Primarias, el fin de la “dedocracia”
El gobierno ha presentado al Congreso un proyecto de ley para implementar elecciones primarias y vinculantes. Sería directamente el Servicio Electoral quien, de aprobarse este proyecto, asumiría la responsabilidad de organizar, supervigilar y financiar estas elecciones internas.
Independientemente de los cuestionamientos que se puedan hacer al “binominal”, una de las causas de la crisis de representatividad política de que dan cuenta todas las encuestas, ha sido la forma en que los distintos partidos y conglomerados designan a sus candidatos.
La “dedocracia”, entendida como la nominación por parte de las directivas partidistas de quienes postularán a cargos de representación popular, sin consultar e incluso en contra del sentir mayoritario de su militancia o adherentes, llevada al extremo en el caso de tener algún parlamentario que ser “reemplazado”, sin duda a estas alturas resulta altamente cuestionable, sino derechamente insostenible.
Y es en esa perspectiva que el Gobierno del Presidente Piñera ha presentado al Congreso un proyecto de ley para implementar elecciones primarias y vinculantes. Proyecto que ya ha sido tratado individualmente con cada una de las directivas de los distintos partidos políticos y sus parlamentarios. Sería directamente el Servicio Electoral quien, de aprobarse este Proyecto, asumiría la responsabilidad de organizar, supervigilar y financiar estas elecciones internas, las cuales se efectuarían en la misma fecha -el 17° Domingo anterior a la elección definitiva-, y serían vinculantes, es decir, su resultado además de tener que ser acatado por las respectivas dirigencias de los partidos que opten por este mecanismo, impediría a quienes hayan participado de estas primarias y resultasen derrotados, postular como independientes por la misma comuna, distrito o circunscripción en que hubiesen participado como candidatos. Dos o más candidatos debiesen participar para primarias municipales y/o presidenciales, y al menos dos o tres para cargos parlamentarios.

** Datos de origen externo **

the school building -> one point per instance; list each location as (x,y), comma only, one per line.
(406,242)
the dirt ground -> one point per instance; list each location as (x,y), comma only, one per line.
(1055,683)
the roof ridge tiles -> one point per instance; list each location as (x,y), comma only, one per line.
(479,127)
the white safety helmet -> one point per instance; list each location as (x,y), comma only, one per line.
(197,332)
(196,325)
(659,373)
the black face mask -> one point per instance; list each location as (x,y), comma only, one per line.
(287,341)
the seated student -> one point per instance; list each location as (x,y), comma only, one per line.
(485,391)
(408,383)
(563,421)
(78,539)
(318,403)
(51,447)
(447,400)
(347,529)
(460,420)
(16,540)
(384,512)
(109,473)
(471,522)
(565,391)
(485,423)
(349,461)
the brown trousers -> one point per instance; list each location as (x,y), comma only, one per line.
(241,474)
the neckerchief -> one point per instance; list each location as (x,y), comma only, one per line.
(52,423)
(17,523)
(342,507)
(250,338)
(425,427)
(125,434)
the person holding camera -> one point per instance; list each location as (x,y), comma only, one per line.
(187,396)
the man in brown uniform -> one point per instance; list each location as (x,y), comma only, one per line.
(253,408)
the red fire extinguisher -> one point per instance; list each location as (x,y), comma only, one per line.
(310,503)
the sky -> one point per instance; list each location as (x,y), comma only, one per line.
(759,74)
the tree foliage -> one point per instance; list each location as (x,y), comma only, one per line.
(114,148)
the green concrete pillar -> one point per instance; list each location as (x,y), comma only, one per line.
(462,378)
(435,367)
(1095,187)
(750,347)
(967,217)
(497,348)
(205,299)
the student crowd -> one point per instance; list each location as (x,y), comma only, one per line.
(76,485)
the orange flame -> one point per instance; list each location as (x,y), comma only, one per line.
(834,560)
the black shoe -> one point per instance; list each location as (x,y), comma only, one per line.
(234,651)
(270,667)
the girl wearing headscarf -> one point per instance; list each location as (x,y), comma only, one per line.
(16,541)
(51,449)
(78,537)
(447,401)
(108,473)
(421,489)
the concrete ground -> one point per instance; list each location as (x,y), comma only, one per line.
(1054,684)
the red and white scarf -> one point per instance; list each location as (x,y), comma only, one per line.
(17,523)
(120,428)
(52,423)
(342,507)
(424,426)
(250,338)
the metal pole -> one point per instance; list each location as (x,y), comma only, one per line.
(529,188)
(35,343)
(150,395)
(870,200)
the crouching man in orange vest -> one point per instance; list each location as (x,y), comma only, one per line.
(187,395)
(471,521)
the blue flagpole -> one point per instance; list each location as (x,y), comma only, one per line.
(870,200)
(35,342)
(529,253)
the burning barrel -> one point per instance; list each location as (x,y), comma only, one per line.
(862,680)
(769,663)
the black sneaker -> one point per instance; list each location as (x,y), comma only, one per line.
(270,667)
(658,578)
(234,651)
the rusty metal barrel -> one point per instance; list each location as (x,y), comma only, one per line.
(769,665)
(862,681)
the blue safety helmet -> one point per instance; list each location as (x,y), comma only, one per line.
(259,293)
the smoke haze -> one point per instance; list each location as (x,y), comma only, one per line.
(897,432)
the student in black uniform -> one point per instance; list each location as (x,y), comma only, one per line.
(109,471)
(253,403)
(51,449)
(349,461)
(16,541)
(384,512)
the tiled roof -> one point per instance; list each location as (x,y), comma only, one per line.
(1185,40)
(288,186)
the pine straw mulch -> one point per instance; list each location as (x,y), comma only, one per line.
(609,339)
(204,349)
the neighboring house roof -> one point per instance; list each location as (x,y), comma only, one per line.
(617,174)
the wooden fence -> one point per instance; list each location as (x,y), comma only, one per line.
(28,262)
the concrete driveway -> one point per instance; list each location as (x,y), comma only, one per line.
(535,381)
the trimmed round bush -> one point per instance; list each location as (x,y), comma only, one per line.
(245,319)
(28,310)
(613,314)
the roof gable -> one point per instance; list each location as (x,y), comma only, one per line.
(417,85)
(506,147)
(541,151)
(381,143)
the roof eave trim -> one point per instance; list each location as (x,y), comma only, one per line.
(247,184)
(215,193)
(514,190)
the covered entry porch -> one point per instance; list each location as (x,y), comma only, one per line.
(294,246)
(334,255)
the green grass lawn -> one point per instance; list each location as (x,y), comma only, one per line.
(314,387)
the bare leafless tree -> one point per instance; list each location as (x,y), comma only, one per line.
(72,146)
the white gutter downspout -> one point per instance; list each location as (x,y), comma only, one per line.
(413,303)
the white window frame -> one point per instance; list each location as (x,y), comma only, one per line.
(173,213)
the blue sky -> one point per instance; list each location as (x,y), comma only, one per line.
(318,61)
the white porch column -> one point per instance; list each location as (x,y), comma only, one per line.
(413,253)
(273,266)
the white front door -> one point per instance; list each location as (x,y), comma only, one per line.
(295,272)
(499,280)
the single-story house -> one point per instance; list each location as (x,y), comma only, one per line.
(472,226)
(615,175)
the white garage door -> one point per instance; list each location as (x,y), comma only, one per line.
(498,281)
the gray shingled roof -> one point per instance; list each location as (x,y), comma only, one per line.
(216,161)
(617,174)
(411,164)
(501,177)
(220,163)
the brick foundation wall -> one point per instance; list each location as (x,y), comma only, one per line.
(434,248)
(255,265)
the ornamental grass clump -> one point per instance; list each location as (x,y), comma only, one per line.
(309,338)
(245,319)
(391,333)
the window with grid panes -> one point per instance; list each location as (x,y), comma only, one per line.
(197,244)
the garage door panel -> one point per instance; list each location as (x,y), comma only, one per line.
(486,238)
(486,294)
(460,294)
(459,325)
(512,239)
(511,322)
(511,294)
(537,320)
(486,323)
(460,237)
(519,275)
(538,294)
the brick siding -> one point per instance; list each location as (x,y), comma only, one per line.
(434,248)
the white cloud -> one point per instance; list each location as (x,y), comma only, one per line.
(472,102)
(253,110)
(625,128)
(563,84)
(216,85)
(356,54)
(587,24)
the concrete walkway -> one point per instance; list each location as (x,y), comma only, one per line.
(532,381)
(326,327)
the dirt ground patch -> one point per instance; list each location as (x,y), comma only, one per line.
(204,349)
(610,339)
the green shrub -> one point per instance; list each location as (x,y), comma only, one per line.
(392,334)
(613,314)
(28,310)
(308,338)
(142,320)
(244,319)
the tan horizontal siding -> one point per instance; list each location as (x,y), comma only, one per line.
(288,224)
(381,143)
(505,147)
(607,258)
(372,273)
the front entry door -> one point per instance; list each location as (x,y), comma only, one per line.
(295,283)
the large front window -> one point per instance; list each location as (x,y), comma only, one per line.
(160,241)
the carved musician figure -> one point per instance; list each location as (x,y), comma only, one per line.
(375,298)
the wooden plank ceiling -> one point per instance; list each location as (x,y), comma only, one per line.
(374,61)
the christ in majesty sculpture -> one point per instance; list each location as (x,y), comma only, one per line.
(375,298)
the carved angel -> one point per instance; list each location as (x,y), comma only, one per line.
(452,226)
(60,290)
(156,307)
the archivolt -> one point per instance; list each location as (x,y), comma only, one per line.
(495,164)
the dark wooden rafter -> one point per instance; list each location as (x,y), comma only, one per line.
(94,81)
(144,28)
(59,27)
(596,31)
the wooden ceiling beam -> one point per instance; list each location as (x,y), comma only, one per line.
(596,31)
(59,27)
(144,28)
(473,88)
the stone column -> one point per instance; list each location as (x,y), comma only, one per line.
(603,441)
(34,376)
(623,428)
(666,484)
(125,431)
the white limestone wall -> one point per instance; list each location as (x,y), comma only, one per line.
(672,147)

Deberían además decidir los propios partidos y/o conglomerados si de dichas elecciones participarían solo los militantes con derecho a sufragio, o si además se incluiría a independientes. Las primarias se efectuarían en caso de ser solicitadas por la dirigencia territorial correspondiente de los propios partidos o conglomerados, o por el 10% de sus militantes los soliciten a su Consejo General. Podrá este Proyecto del Presidente Piñera -como cualquier otro enviado por el Ejecutivo- ser “perfeccionado”, pero con seguridad, dado ningún partido o parlamentario está en condiciones de asumir el “costo político” que implicaría rechazarlo, será aprobado.
La duda es si este Proyecto alcanzará a promulgarse y entrar en vigencia como Ley antes de las elecciones municipales de Octubre de 2012, dado ello podría significar todas las “negociaciones” que actualmente se llevan a efecto entre los distintos partidos e incluso los acuerdos que se hayan tomado al respecto por directivas nacionales o regionales, si no han sido consultadas las “bases” comunales se “caigan”, volviendo a fojas cero. Obviamente esta reforma también implica riesgos, y es por ello debe ser tratada con la debida seriedad.
Es imprescindible el se regule a quienes se considerará militantes, dado todos sabemos existen padrones electorales “inflados”, con cientos, sino miles de inscritos que jamás han asistido a una reunión partidista, y sólo aparecen cuando se les “acarrea” para alguna elección interna, siendo precisamente éstos quienes deslegitiman a las dirigencias y candidatos elegidos “dedocráticamente” por éstas.
Pero sin duda, las “primarias” son un gran paso adelante si lo que realmente buscan los partidos es legitimarse ante la ciudadanía, y los candidatos ser realmente “representantes” de ésta.